California provides a near-perfect environment for people who ride bicycles, whether it's for recreation or out of necessity. With a growing population of bicyclists in Los Angeles and throughout the state, it's never been more important for riders and drivers to come to terms over the rights of the road. Annoyance and animosity lead to bike accidents and often serious injuries.
A retired champion cyclist from Westlake Village wants bicyclists and drivers to reach an understanding and learn to respect one another. The 35-year-old, seven-time winner of the U.S. Time Trials founded Yield to Life in 2007. The nonprofit organization is devoted to education about road rules and courtesy.

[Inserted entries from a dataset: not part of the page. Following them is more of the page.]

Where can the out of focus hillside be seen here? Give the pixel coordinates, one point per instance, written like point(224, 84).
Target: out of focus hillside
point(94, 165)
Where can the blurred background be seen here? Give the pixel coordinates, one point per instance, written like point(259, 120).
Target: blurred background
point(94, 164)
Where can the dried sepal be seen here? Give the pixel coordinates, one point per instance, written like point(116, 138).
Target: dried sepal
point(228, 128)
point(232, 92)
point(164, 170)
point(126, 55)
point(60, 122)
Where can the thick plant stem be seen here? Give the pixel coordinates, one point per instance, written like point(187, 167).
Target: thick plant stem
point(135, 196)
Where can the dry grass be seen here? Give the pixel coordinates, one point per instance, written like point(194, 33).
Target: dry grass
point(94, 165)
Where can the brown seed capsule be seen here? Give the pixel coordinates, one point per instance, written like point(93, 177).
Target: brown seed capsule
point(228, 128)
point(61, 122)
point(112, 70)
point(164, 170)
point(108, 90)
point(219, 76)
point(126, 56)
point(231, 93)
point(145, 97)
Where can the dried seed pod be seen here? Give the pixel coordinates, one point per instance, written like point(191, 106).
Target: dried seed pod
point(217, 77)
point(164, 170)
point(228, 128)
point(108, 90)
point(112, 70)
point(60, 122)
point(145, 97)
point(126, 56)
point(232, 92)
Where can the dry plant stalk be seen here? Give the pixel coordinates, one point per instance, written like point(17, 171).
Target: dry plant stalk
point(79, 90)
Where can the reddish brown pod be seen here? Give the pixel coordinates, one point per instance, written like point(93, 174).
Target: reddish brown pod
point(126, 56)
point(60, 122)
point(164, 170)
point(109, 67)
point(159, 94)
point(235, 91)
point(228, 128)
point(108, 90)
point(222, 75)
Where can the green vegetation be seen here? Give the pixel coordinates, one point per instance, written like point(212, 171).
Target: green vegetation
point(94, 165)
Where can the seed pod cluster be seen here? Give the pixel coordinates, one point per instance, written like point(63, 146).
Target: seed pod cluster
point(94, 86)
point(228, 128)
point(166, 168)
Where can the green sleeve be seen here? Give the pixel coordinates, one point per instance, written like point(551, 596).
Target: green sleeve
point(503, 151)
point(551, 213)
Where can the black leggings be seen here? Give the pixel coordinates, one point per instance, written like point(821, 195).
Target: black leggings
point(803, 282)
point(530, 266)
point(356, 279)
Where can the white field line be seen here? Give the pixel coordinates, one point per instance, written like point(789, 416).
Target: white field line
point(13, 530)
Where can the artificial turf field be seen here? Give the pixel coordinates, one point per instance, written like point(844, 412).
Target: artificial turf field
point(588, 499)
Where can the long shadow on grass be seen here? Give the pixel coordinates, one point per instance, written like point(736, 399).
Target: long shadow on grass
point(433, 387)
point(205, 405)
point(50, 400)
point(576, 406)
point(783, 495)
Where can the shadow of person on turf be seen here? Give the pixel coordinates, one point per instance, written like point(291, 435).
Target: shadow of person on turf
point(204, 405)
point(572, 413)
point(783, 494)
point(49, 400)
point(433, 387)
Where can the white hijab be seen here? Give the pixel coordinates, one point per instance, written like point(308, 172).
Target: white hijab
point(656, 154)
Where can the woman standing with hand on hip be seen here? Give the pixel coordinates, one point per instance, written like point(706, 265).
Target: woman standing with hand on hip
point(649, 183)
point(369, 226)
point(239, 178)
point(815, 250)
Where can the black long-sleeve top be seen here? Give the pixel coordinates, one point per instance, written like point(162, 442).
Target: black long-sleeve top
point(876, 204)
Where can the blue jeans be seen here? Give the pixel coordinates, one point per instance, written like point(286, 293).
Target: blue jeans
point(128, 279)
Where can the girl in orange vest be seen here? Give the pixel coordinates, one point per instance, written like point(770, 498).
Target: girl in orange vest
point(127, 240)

The father of two retired from a 14-year professional cycling career last year. He's no stranger to bike accidents. The former pro was struck by cars four times and nearly had to give up cycling after a 2003 SUV collision. He realized drivers tend to depersonalize bicyclists and don't recognize how vulnerable cyclists are.
The former competitor's organization works with several groups and agencies, including the California Highway Patrol, to educate road users. Yield to Life works both sides of the equation – drivers and bicyclists – with tips for each to coexist peacefully and safely. Adversarial relationships on Los Angeles roads don't work for anyone, least of all unprotected bicyclists.
CHP offers its own bicycle education programs, including the latest public awareness campaign about a new three-foot passing law set to take effect in September. California drivers will have to provide three feet of clearance while passing a bicycle. Under the current law, drivers are instructed to pass bicycles in a safe manner, but the definition of "safe" is left to driver discretion.
Bikers and drivers share road rules and have some that are specific to the vehicles they operate. Either party can be negligent in an accident, although bicyclists usually pay the higher personal price.